Although as a baby he had been baptised a Catholic, when at Oxford he was encouraged to be a minister in the Protestant Church of England but almost immediately he began to think he had done wrong.
In 1569 he left England for Dublin in Ireland where he spent two years. For part of the time, he tried to make up his mind whether he should be Catholic or Protestant. Having finally decided that his future lay in being a Catholic, he returned to England in disguise because in the eyes of the goverment his loyalty was now suspect and, before long, crossed the Channel to France where he officially rejoined the Catholic Church and studied to be a priest. On becoming a deacon in 1573, he travelled to Rome to join the Jesuit Order who sent him to Prague where he was finally ordained a priest in 1578.

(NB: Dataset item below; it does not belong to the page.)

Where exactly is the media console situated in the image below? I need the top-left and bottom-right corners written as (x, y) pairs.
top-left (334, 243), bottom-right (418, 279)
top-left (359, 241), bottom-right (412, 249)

Next year, the Jesuits decided to send a mission to Protestant England in order to help those people there trying to preserve the Catholic faith. Edmund was chosen along with a priest called Robert Parsons to start this mission. He arrived back in England in 1580 travelling the country in disguise and saying Mass in the homes of Catholics. He attracted the hostility of the goverment by publishing a booklet which challenged Protestants to debate religion with him. The authorities were determined to silence him.
Shortly afterwards, in July 1581, Edmund said Mass at Lyford in Berkshire. Someone told the authorities about this and he was captured. For weeks, pressure was put on him to give up his Catholic faith. High ranking goverment figures tried friendly persuasion, Protestant ministers insulted his beliefs and, worst of all, he was tortured on the rack. None of this worked.
Finally, he was tried in court on a charge of High Treason. It was said that he was leading a plot to overthrow the Queen. Despite there being no true evidence against him he, along with a number of other Catholics, was found guilty and sentenced to death.
On 1st December 1581 he was hung, drawn and quartered at Tyburn in London. Before he died, Edmund prayed for Queen Elizabeth that she might have a long reign. He wanted to prove to everyone that it was possible to be both loyal to the Queen and the Catholic Church - something we take for granted in today's world.